Je sens que quelqu'un me suit, j'accélère donc ma marche. J'ai envie d'être seule, je ne veux pas qu'on me demande pourquoi je ne vais pas bien... Comment vais-je expliquer que Zac me fait penser à Bryan ?
- Amira, attends !
C'est donc Zac qui me suit... Je m'arrête, mais n'ose pas lui faire face.
- J'ai fait quelque chose de mal ? Me demande-t-il, inquiet. Tu as commencé à agir bizarrement à partir du moment où tu m'as fixé, je n'ai pas trop compris pourquoi...
- Tu... Bégayé-je, tu me fais penser à quelqu'un... À quelqu'un qui me terrifie...
Zac ne répond rien face à ce que je viens de dire. Il reste silencieux, jusqu'à ce que j'arrive à récupérer assez de courage pour lui faire face. Il a l'air désolé. Du menton, il me désigne le bassin à carpe de Nana.
- Allons discuter là-bas, me dit-il doucement.
Je le suis en silence jusqu'à ce bassin, rempli de géante carpes koï tricolores.
Nana m'a déjà amené ici, elle m'a dit qu'elle a ces carpes depuis qu'elles sont toutes petites, selon elle, elles ont chacune un nom et Nana arrive à toutes les différencier. Moi, j'arrive juste à reconnaître Love, car elle a une tâche en forme de cœur sur le flanc gauche.
Zac s'assoit, enlève ses chaussures et plonge ses pieds nus dans le bassin.
- Je te fais penser à Bryan ? Me demande-t-il gravement.

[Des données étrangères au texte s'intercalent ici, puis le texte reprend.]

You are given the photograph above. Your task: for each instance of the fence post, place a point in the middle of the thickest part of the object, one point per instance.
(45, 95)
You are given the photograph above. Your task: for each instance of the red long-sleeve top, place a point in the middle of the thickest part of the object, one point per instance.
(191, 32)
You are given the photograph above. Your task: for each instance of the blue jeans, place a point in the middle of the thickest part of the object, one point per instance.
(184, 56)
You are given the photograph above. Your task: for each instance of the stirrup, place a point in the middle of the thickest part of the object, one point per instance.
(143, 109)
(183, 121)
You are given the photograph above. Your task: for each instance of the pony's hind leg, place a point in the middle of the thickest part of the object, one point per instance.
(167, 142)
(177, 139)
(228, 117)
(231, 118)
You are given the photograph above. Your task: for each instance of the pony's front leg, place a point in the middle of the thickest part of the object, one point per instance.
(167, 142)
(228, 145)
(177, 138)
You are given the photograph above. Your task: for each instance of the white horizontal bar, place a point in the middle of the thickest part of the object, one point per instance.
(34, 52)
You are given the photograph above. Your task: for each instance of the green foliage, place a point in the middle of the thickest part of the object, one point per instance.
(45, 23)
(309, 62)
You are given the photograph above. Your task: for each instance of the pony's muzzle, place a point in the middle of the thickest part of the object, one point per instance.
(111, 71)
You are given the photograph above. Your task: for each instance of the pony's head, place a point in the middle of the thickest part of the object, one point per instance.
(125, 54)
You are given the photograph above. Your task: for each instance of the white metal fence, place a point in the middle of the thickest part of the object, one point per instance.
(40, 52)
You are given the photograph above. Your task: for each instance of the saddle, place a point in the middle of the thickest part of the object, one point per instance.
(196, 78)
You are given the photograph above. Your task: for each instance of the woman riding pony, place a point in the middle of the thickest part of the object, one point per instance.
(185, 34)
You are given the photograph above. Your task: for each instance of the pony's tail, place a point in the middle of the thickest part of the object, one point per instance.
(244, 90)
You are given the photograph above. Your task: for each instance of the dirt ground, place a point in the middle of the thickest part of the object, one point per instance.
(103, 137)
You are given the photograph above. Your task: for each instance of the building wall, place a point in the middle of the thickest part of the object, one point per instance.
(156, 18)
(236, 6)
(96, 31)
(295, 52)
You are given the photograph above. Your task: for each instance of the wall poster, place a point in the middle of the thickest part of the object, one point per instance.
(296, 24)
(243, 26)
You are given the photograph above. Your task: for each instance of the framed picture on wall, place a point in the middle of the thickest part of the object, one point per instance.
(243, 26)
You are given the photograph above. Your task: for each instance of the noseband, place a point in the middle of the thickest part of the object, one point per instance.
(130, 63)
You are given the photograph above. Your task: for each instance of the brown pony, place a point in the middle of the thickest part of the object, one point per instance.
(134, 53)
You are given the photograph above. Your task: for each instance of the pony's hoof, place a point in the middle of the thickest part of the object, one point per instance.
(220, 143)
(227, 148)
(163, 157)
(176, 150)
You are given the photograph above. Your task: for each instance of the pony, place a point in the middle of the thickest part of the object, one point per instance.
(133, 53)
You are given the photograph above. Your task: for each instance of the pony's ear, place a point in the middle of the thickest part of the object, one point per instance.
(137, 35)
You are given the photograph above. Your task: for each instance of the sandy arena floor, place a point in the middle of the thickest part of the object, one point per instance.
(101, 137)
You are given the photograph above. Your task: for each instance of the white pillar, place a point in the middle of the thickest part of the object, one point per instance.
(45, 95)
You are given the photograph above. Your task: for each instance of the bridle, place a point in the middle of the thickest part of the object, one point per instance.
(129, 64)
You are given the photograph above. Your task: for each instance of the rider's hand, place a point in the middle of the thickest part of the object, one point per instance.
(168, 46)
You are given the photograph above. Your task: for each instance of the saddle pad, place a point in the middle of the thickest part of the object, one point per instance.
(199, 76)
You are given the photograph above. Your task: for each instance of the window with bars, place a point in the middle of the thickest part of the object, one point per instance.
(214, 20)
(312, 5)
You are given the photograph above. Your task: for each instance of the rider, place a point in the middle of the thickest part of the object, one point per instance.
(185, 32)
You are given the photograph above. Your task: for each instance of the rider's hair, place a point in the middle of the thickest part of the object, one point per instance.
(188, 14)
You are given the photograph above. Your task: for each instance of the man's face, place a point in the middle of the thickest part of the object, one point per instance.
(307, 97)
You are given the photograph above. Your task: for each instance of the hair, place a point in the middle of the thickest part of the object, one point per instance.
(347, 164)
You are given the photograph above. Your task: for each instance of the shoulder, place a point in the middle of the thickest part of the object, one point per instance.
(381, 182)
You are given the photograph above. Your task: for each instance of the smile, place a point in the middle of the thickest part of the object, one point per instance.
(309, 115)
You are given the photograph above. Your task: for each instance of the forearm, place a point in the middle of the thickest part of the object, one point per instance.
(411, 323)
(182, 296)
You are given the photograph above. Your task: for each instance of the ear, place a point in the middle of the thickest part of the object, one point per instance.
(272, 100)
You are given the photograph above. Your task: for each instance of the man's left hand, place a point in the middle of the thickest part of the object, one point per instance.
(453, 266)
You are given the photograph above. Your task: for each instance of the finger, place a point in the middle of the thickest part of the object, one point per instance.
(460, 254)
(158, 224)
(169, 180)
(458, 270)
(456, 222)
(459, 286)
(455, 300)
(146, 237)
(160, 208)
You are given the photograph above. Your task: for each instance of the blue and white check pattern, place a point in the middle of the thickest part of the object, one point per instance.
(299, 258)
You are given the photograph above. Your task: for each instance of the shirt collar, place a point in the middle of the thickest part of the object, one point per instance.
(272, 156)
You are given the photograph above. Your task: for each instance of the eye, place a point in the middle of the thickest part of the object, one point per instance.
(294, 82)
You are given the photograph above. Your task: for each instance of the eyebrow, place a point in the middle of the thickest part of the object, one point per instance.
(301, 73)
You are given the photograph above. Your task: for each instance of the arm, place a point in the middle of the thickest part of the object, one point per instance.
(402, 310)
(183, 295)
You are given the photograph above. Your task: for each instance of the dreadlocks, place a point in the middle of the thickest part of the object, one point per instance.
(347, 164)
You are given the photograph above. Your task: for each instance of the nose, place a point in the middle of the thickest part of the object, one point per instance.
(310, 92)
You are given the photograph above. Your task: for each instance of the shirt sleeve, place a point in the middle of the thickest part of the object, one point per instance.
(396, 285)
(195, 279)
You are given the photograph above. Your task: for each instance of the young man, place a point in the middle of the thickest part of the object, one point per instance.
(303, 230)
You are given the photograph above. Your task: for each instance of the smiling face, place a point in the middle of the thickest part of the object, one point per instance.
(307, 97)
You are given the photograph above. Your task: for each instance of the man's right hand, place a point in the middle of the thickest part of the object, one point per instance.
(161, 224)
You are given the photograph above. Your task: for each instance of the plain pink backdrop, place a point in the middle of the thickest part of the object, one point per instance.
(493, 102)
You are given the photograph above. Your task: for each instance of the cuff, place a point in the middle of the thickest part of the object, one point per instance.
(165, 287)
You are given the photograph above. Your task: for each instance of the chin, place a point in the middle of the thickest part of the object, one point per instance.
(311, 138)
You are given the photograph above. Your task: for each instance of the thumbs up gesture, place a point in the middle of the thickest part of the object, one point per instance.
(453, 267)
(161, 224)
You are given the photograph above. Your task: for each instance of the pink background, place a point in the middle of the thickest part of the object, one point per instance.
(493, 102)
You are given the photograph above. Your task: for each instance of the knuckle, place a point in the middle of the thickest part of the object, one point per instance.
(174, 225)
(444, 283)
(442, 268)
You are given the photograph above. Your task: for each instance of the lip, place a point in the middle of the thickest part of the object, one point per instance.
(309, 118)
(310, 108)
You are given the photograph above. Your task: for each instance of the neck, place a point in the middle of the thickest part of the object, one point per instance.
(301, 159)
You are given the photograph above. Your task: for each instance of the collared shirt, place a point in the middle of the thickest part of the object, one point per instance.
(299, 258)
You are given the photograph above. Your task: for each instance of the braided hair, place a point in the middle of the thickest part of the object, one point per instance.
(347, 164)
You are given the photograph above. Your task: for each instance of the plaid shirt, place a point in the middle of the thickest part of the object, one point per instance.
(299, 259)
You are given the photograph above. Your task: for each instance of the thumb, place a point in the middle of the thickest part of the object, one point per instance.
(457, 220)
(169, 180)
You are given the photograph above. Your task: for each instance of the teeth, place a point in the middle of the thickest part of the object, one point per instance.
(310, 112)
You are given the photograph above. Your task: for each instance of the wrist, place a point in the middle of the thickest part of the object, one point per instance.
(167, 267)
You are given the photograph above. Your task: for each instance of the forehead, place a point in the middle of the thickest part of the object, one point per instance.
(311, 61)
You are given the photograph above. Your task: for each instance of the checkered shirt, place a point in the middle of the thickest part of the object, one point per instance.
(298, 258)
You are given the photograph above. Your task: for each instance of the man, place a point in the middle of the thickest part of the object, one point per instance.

D'abord surprise par sa question, je finis par hocher la tête. Il souffle et se penche pour regarder son reflet.
- C'est normal, nous sommes malheureusement de la même famille...
Quoi ? Alors comme ça Bryan, le nouveau Maître du Jeu, et Zac, qui fait partie du groupe qui dirige les rebelles, ont un lien de parenté ?! c'est impensable...
- Mais ne le dis à personne, continue-t-il, pour l'instant seuls les chefs des rebelles le savent, je ne tiens pas à ce que tout le monde le sache, surtout juste avant un soulèvement. Si les rebelles venaient à apprendre que j'ai un quelconque lien avec Bryan, j'ai peur qu'ils ne nous fassent plus confiance, et que cela gâche tout.
- Un soulèvement ? Répété-je.
Il me regarde avec un petit sourire.
- Oui, dans quelques mois, nous allons démarrer un soulèvement, pour essayer de mettre enfin fin à cette tyrannie, pour l'instant, nous essayons juste de recruter et former au combat un maximum de personnes.
Zac me fixe, sérieusement.
- Il faut que tu retournes à la base avec nous, Amira, toi et Brieg. Nous avons de vous, de vos témoignages pour faire comprendre aux autres qu'il faut que tout cela cesse...
Je secoue la tête et fixe Love.
- Non, chuchoté-je. Je ne peux pas...
- Pourquoi ? Dit un peu trop sèchement Zac, ce qui a pour effet de m'énerver.
- Parce que je n'ai plus envie d'avoir peur. Cela fait un an que je vis dans l'angoisse de me faire buter à n'importe quel moment ! Ça fait un an que j'attends de voir les rebelles débarquer pour nous mettre en lieu sûr. Vous n'avez rien fait, rien ! Maintenant, j'ai trouvé un lieu où je me sens en sécurité, à ma place. Sortir d'ici c'est devoir faire face à la tonne de tueur à gage qui veulent ma peau et devoir me battre, une nouvelle fois. Alors non, je ne vais pas vous aider, car vous n'avez rien fait pour Brieg et moi... On a failli mourir, plusieurs fois, mais aucun rebelle n'a été là pour nous sauver !
- Je ne pouvais pas gâcher la vie de mes camarades, Amira. Je savais très bien que vous alliez vous en sortir, eux, ils seraient mort, ils ne sont pas aussi compétent que toi.
- On a échappé de peu à la mort, c'était plus dû à la chance qu'à mes compétences !
- Toujours est-il qu'on souhaitait tous que tu reviennes, mais on ne pouvait pas, le jeu n'en valait pas la chandelle.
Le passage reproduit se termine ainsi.